HUST Made New Breakthrough in 3D Printing Biomaterials and Regenerative Medicine
Hustline news(correspondent Wang Yifan) The most recent progress in osteochondral defect regeneration by using 3D printed biomaterials, made by HUST-Advanced Biomaterials and Tissue Engineering Center (led by Professor Zhang Shengmin), was newly published online in Biomaterials, the top journal in the field. Dr. Du Yingying and Dr. Liu Haoming are the co-first authors, and Professor Zhang at HUST and Professor Antonios G. Mikos at Rice University are the co-corresponding authors. Professor Wang Jianglin, associate professor Ma Jun and Dr. Yang Qin also participated in this work.
The research findings have three highlights: First, 3D printing specialized biomaterial with independent intellectual property was reported; Second, with 3D printing technology, a complex scaffold which mimicked the structure of osteochondral unit was built; Third, the biomimetic scaffold can regenerate the complex osteochondral defect without any preset living cells and growth factors, which is the most important, as products without living cells and growth factors are more likely to be approved by FDA and CFDA, thus laying the foundation for the rapid transformation of the technology.

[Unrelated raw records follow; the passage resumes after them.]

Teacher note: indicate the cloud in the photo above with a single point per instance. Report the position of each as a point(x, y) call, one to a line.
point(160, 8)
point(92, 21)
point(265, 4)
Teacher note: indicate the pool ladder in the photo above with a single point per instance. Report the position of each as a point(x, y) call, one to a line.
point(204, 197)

More than 10 years ago, when the wave of 3D manufacturing was not formed, Professor Zhang Shengmin led his team to actively grasp the world trend of science and technology development, launched the research in 3D printing technology for biomedical applications in advance, and achieved a series of key intellectual property in the specialized biomaterials for 3D printing. In 3D printing history, HUST rapid prototyping team has built its leading status in this field, especially in large size manufacturing equipments and complex parts, and made a lot of creative contribution. However, there was still no big breakthrough in the field of 3D bio-printing around the world. Since 2004, Professor Zhang’s team has been actively thinking about how to transform the strong general technology and discipline basic of HUST in rapid prototyping to the unique advantages of 3D bio-printing. The research found that the lack of suitable 3D printing specialized biomaterials was the technical bottleneck which restricted the development of 3D bio-printing. This is similar to the experience in laser printing field in our country. The technical bottleneck is not for the manufacture of printers, but for the toner technology is controlled by a few foreign companies. Such bio-toner is especially scarce in 3D bio-printing field. Inspired by the fine structure and highly ordered hierarchical characteristics of biological tissues and system, the team proposed and developed a series of "micro/nano bio-bricks and microspheres", "bio-ink", and relevant fabrication technology, which have led to more than 20 China patents to be authorized. These microspheres and micro/nano building units can further carry live cells, drugs and growth factors. The above-mentioned concepts and intellectual property were 7-10 years earlier than similar work in the world. At present, the series of 3D printing specialized biomaterials developed by Professor Zhang’s team have been transformed to industry and mass production has been achieved.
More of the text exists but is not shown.